5. Rights of the Data Subject.

5.1 The Rights of the Data Subject are described in Articles 15 to 22 of the GDPR, according to which every individual has the right:

  • to view the personal data about him/her;
  • to request the correction of the data;
  • to request the deletion of the data (the right “to be forgotten”);
  • to restrict the processing of the personal data;
  • to object the processing of the personal data;
  • to demand the transfer of the personal data;
  • to oppose automated decision making (including profiling);
  • to withdraw his/her consent;
  • to file a complaint with the data protection supervisory authority.


6. Cookies.

6.1 Cookies are small data blocks that are installed by the websites the user visits on his/her computer.

6.2 Figure uses cookies in order to secure the functioning of the web environment, to make it smoother and to enable analytics.

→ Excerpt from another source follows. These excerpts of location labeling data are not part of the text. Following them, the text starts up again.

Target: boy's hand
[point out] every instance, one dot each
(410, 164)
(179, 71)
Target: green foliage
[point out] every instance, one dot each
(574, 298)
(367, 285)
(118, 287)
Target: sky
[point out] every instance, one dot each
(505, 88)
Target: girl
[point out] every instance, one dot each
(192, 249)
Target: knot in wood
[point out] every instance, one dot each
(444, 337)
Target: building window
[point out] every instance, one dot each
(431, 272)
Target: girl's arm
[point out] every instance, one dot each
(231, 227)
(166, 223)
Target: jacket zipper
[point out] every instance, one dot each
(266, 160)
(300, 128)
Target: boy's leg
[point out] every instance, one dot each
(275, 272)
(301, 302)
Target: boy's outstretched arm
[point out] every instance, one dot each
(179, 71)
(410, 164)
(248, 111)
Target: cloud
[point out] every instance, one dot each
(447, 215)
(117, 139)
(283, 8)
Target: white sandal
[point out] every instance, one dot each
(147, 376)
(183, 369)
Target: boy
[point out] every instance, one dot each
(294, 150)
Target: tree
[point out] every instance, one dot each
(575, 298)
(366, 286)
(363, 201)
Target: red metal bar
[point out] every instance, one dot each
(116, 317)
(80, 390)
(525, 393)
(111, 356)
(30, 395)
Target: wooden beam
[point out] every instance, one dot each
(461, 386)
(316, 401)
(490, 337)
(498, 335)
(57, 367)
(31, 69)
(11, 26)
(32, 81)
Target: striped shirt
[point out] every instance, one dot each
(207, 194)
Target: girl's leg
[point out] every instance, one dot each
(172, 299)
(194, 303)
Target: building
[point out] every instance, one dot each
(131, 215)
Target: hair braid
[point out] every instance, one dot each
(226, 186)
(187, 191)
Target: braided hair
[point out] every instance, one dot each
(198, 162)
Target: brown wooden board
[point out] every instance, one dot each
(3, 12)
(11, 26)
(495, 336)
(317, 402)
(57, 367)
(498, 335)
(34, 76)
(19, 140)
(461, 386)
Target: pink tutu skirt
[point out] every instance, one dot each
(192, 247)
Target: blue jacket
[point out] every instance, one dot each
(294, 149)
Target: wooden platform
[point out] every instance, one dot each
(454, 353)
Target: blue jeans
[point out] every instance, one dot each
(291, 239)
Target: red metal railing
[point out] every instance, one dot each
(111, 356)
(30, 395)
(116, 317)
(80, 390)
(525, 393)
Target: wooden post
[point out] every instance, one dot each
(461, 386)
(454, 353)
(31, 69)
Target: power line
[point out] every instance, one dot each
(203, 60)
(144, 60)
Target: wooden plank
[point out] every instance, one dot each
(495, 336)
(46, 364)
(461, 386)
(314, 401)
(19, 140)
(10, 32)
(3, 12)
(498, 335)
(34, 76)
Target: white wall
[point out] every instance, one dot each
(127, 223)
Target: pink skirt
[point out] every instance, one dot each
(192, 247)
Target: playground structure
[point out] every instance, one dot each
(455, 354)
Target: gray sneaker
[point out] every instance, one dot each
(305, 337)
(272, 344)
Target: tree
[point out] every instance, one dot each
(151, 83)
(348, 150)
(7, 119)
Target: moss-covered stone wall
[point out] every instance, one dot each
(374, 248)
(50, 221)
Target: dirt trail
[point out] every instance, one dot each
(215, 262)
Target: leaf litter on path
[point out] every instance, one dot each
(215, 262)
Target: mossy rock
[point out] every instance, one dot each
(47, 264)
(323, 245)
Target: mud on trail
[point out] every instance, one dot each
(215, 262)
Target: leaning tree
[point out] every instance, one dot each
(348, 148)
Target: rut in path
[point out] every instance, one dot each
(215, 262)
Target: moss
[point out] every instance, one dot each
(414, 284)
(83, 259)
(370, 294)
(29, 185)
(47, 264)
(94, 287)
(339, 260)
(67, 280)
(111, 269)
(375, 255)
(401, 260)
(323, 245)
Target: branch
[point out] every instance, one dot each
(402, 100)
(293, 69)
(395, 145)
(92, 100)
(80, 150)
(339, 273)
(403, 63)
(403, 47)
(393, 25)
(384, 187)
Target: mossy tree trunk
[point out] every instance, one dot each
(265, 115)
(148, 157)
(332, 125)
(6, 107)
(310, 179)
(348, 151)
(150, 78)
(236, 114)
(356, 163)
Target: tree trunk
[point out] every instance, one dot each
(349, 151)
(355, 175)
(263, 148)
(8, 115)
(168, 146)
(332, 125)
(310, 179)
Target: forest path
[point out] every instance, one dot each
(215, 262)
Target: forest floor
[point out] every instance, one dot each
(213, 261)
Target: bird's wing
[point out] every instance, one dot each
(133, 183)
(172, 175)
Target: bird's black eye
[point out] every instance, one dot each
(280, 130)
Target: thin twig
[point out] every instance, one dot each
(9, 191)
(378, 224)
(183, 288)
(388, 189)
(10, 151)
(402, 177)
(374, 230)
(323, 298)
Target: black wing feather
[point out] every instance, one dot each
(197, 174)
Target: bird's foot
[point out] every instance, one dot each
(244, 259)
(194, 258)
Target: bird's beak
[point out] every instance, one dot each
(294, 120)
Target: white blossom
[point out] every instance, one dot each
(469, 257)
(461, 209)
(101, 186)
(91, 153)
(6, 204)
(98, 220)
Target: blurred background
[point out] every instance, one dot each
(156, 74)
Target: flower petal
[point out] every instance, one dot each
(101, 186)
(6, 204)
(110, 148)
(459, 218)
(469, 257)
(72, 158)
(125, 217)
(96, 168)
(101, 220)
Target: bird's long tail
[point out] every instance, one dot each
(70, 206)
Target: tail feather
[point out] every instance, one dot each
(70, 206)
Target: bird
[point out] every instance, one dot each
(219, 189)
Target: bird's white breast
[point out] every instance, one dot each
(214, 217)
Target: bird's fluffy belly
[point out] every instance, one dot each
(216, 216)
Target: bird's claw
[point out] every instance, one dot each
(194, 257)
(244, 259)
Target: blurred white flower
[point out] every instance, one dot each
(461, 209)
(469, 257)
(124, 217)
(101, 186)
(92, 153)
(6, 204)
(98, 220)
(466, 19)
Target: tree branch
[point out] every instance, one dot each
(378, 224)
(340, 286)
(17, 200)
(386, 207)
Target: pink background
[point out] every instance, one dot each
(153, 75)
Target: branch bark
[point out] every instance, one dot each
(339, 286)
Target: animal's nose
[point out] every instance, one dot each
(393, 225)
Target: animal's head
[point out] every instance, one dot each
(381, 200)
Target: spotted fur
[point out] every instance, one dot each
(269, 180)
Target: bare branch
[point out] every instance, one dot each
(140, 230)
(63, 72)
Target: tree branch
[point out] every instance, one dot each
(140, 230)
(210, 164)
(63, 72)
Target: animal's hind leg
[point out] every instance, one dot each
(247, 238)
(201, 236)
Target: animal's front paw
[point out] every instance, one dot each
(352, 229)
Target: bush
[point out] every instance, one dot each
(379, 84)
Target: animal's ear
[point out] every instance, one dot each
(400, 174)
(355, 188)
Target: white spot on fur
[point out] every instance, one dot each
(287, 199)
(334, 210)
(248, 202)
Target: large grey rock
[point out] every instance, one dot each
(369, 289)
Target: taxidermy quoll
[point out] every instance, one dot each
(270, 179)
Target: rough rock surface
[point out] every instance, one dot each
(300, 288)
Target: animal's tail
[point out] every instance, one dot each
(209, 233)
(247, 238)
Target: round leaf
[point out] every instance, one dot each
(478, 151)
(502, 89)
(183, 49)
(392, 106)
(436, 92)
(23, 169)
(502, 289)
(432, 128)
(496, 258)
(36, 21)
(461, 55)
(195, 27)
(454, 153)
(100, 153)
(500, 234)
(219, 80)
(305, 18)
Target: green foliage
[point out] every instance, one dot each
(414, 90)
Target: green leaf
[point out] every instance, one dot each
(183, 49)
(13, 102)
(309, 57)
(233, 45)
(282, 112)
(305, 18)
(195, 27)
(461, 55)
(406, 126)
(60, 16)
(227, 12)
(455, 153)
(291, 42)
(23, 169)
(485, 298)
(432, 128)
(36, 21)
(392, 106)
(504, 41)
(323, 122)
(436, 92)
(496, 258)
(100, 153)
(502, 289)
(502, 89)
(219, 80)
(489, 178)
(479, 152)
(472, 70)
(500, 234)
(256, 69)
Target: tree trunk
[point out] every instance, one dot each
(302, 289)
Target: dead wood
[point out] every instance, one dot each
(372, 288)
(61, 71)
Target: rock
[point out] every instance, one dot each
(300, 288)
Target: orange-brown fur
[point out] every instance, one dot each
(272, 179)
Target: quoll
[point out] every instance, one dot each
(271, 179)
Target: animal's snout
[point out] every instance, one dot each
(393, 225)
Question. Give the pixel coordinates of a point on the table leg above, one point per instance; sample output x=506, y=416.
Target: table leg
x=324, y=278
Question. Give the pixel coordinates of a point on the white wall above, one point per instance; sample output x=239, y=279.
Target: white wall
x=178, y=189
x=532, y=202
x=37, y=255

6.3 To manage the session, cookies are used that monitor the actions and moving of the user in the web environment with the purpose of securing the functioning of the system and solving problems, if such appear. In addition, there are cookies that remember the user, meaning that the user does not need to log in again. There are also cookies, that remember the language choice.

6.4 Figure also uses Google Analytics functions to analyze the use on the web environment.

6.5 Users have an option to disable cookies in their browsers, but this may cause problems in the functioning of the web environment and prevent its use.


7. Inquiries and a right for complaint.

7.1 In order to realize the data subject’s rights, the data subject must contact Figure Data Protection Officer, Ms. Kristina Udras, sending his/her request or objection by email to

7.2 The data subject has a right to file a complaint with the Data Protection Inspectorate at any time.